Francisco Morales and his wife have been the proud owners of La Esperanza farm in Cipresales for over 40 years. And they have achieved a great deal.
As for many other producers, the initial years of starting their farm activities were very challenging ones. But thanks to the hard work, dedication and commitment of the family, the farm has grown into a business that provides income for the household and generates a source of employment for many others in the surrounding area. You can imagine that the name of the farm, which in English
translates into “The Hope”, explains well how important coffee production is for them.
Francisco is the type of person that never feels done learning new things. His eagerness to hear experiences from others, and try out new things at the farm, wet mill or drying area, makes that we feel excited to be working with him.

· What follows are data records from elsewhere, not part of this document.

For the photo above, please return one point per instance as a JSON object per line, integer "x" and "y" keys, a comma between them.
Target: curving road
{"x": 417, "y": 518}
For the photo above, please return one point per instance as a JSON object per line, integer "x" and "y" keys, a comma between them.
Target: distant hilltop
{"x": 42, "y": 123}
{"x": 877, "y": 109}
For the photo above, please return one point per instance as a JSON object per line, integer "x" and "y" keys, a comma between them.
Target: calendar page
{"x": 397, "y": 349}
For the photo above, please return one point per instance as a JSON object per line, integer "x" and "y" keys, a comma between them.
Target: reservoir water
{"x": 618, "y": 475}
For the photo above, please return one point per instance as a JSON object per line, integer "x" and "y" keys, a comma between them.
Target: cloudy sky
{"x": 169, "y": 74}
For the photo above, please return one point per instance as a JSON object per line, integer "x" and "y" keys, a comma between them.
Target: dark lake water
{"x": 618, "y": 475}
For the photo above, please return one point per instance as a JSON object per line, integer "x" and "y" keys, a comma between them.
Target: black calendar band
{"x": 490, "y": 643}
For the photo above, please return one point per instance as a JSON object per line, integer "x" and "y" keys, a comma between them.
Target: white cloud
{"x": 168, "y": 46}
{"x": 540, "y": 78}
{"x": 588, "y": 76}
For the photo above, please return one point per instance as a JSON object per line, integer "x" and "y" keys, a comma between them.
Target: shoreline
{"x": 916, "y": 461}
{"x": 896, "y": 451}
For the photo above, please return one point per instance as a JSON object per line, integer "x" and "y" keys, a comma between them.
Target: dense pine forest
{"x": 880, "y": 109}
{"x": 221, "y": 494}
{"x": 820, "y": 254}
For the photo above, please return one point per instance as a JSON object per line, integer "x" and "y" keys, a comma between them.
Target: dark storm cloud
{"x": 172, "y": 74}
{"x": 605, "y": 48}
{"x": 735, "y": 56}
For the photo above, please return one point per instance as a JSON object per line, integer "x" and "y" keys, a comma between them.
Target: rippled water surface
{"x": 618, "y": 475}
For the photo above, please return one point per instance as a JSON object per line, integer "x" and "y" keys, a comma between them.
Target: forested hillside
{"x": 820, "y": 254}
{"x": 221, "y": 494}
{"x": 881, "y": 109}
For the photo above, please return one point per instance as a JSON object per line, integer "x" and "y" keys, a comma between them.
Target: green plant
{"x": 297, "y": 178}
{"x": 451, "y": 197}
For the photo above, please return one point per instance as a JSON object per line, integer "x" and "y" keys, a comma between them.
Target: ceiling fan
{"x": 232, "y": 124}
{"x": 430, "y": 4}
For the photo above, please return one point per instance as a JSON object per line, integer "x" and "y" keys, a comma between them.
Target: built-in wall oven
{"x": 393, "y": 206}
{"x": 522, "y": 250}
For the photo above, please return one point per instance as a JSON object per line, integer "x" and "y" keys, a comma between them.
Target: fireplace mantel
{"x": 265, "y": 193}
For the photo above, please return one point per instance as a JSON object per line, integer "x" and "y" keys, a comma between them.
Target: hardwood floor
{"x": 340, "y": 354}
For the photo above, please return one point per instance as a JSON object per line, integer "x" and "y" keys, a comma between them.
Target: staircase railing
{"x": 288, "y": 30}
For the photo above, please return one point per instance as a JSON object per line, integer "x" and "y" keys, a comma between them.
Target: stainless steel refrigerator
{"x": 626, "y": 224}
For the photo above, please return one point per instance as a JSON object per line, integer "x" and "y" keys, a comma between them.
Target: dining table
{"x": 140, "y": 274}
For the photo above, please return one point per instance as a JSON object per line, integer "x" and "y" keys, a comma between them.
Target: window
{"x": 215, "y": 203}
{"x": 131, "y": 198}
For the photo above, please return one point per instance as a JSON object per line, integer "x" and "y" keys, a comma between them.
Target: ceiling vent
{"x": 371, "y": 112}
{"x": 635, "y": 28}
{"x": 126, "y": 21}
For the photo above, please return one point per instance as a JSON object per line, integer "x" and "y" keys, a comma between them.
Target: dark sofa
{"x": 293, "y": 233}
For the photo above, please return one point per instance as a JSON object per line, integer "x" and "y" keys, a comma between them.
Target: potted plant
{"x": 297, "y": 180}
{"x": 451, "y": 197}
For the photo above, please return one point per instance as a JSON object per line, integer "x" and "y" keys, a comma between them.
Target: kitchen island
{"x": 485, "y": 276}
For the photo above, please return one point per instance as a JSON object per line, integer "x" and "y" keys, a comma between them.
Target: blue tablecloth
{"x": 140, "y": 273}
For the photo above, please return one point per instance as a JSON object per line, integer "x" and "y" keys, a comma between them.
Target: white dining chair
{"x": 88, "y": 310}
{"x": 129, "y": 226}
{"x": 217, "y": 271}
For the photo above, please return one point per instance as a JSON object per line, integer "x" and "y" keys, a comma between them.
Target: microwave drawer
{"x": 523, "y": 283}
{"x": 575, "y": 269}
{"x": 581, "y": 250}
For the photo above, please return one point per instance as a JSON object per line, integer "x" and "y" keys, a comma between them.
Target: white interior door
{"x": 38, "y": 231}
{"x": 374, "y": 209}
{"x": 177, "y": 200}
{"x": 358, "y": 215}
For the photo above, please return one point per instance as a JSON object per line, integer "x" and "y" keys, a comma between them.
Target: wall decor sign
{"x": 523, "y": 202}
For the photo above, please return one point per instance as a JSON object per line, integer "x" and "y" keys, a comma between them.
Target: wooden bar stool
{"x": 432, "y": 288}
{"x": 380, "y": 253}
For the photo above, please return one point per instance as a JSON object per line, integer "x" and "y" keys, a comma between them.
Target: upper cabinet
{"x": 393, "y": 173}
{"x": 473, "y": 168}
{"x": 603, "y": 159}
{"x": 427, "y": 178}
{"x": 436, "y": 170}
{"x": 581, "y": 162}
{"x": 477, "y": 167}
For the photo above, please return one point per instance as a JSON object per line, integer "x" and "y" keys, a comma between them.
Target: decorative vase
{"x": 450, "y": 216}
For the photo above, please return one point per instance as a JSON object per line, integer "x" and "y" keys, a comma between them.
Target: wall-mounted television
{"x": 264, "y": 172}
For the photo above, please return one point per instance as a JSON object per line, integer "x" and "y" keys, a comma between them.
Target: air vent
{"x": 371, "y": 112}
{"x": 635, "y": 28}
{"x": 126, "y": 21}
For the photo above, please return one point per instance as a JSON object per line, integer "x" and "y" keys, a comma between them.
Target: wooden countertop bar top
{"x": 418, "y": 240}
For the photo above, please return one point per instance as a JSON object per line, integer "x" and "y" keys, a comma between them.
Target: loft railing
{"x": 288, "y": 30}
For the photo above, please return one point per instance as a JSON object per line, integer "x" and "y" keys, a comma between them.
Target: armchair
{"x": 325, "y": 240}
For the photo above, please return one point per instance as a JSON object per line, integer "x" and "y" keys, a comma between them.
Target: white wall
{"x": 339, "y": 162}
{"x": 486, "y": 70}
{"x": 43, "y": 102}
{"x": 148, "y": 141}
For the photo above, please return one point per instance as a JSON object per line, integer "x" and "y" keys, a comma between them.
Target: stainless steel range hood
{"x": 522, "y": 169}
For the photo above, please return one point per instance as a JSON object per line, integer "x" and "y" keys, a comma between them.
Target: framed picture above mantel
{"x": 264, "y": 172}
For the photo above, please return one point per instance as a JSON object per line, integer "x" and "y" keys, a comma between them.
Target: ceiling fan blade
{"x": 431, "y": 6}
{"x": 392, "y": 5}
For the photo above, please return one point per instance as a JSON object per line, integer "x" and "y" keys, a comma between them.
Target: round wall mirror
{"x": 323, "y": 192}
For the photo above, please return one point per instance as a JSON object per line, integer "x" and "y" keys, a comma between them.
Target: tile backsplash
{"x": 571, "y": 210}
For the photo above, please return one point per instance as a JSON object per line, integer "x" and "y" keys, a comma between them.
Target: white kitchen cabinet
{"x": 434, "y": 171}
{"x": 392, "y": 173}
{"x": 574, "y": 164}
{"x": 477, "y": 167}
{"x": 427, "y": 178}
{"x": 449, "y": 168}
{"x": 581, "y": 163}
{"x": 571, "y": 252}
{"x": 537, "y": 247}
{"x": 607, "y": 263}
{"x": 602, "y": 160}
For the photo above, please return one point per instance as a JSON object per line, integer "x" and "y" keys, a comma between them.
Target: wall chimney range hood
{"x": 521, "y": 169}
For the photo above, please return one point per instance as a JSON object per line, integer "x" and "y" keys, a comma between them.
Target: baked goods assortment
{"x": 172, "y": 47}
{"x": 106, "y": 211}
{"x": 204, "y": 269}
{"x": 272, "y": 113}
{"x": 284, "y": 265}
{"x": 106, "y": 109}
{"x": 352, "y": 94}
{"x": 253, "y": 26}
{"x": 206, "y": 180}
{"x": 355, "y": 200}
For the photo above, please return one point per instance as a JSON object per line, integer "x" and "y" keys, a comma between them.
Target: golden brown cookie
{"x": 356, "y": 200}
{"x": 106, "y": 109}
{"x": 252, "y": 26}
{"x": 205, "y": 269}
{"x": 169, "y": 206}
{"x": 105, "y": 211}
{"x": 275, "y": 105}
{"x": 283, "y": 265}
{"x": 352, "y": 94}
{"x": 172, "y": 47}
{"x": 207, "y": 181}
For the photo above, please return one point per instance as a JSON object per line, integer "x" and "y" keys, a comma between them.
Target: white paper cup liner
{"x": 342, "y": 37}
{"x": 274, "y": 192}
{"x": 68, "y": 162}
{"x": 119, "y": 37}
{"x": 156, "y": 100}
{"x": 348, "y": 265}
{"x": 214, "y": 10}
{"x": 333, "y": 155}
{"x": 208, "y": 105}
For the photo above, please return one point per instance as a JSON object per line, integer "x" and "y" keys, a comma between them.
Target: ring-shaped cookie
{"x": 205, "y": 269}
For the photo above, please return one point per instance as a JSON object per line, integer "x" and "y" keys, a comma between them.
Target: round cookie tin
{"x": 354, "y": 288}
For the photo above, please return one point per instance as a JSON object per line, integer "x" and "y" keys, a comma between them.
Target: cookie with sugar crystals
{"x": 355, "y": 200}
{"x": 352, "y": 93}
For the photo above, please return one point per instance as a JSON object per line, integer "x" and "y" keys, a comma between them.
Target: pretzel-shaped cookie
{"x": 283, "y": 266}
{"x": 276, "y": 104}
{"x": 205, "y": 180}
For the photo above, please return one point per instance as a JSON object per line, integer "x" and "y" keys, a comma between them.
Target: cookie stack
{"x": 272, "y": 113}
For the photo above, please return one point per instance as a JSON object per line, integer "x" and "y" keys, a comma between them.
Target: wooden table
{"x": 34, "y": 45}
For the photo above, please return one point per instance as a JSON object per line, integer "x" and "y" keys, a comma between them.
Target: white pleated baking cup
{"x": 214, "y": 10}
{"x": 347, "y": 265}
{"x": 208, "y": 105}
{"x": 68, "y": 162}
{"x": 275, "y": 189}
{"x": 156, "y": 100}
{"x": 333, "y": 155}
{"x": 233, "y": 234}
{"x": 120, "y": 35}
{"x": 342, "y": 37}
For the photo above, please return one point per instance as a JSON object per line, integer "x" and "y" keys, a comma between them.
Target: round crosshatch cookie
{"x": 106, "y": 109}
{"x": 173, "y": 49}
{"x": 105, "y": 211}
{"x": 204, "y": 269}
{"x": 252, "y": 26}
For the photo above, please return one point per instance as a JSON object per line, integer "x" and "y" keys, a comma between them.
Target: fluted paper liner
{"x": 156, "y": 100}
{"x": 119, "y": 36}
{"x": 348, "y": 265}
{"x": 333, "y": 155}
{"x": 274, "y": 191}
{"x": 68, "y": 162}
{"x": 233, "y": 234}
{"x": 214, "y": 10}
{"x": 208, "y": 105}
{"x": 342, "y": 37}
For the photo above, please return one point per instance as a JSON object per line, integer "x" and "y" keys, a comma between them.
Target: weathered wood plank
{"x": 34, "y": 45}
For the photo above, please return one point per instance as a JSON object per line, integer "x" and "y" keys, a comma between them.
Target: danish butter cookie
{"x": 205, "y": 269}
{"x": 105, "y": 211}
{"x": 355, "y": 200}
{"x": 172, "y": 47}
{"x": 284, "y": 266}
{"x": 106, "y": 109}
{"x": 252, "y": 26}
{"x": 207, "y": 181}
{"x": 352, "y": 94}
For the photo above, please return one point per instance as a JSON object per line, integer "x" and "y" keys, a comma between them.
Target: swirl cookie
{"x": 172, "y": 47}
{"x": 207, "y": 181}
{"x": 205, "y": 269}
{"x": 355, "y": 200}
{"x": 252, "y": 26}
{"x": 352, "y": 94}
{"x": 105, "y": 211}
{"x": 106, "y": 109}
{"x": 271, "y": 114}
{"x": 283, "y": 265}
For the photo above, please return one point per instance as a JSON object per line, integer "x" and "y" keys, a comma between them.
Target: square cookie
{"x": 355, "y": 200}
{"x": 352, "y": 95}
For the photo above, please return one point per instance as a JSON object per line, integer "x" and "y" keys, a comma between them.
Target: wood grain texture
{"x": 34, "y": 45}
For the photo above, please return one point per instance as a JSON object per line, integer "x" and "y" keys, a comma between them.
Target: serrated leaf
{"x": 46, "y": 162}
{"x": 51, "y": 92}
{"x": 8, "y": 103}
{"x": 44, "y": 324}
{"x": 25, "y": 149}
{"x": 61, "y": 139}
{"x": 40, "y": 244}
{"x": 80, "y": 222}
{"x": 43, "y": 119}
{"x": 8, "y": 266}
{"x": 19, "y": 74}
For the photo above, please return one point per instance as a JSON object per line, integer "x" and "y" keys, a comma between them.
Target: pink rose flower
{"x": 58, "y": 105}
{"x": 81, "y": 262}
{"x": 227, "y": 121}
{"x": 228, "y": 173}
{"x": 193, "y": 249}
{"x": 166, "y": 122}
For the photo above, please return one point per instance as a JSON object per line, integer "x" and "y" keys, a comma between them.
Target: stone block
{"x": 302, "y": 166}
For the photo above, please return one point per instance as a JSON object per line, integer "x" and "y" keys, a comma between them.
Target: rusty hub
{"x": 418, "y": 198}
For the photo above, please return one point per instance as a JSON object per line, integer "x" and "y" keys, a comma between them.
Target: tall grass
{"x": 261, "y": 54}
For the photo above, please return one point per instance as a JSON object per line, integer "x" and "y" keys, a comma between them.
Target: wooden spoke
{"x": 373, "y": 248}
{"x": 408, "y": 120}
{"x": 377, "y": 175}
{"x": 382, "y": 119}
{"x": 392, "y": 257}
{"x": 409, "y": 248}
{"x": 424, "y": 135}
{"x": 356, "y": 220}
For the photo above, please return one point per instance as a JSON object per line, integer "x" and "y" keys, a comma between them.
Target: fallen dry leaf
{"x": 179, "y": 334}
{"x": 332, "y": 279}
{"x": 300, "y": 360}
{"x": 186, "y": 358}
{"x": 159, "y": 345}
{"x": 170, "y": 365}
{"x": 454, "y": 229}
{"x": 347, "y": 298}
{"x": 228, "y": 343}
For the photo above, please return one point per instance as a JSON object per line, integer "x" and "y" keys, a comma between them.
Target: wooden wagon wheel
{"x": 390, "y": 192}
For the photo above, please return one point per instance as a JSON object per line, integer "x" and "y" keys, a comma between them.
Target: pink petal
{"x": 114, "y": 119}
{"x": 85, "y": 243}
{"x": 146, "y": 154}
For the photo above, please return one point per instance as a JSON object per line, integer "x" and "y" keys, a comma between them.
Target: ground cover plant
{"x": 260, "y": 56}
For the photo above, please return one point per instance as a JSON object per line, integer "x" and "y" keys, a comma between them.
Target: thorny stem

His curiosity and interest for improving coffee quality resulted in winning several prizes the Huehuetenango Highland competitions. This year he dried the parchment coffee under shade nets, to improve the gradual process of drying and with the aim to
enhance flavour and prolong shelf-life.
This special lot of Maragogype variety coffee was grown at La Esperanza, and harvested at their peak ripeness;Francisco pays special attention to making sure farmworkers can identify cherries that are ready to be picked. After picking the coffee cherries are soaked in water both to ensure cleanliness and also to remove any “floaters” which can be unripe or malformed.
The coffee is dry fermented in tanks for 30 hours, and then thoroughly washed. After washing, the coffee is soaked for an additional 12 hours in fresh, clean water. The coffee is dried on a cement patio in the sun for about 5 days. He takes special care to ensure that all coffee wastewater is properly disposed of in an environmentally friendly way.